Cognitive reasoning, by analogy to milestone events in human development, focuses on demonstrating "small data, big task" human-like learning abilities from raw signals (such as vision, hearing, touch, or multi-modal inputs) to achieve precise modeling of complex physical and social interactions, thereby driving the advancement of the next generation of strong artificial intelligence.
Cognitive reasoning is a highly interdisciplinary frontier that integrates cutting-edge discoveries and experiments from computer science, statistics, developmental psychology, anthropology, linguistics, neuroscience, and other fields. The main topics include affordance, functionality, intuitive physics, causal reasoning, tool use and imitation, nonverbal communication, intention understanding, animacy, theory of mind, abstract reasoning, utility, XAI, and communication.
Led by Prof.
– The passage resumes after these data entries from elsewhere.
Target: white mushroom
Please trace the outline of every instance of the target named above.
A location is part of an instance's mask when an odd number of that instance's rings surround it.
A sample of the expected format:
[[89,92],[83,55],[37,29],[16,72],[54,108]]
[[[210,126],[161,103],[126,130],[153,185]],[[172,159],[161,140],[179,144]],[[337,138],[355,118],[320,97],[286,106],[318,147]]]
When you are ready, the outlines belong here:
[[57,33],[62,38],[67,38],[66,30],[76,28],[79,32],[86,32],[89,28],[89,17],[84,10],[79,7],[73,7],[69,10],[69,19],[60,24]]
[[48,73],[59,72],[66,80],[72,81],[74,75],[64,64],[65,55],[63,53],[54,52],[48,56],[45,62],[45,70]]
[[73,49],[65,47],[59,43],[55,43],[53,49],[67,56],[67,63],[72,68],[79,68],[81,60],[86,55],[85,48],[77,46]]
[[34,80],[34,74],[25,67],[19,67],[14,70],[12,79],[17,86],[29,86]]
Songchun Zhu, this field has a global perspective and extensive international collaborations. The team has led multiple basic research projects funded by agencies like DARPA and ONR MURI in the United States, focusing on complex cognitive reasoning problems. The team's achievements have been published in prestigious international journals, including Science Robotics, and featured as headlines on the homepage of Science. Their outcomes have also received widespread media coverage in both domestic and international medias, including Focus Interview, People's Daily, Xinhua News Agency, China Daily, MIT Technology Review, IEEE Spectrum, and Smithsonian.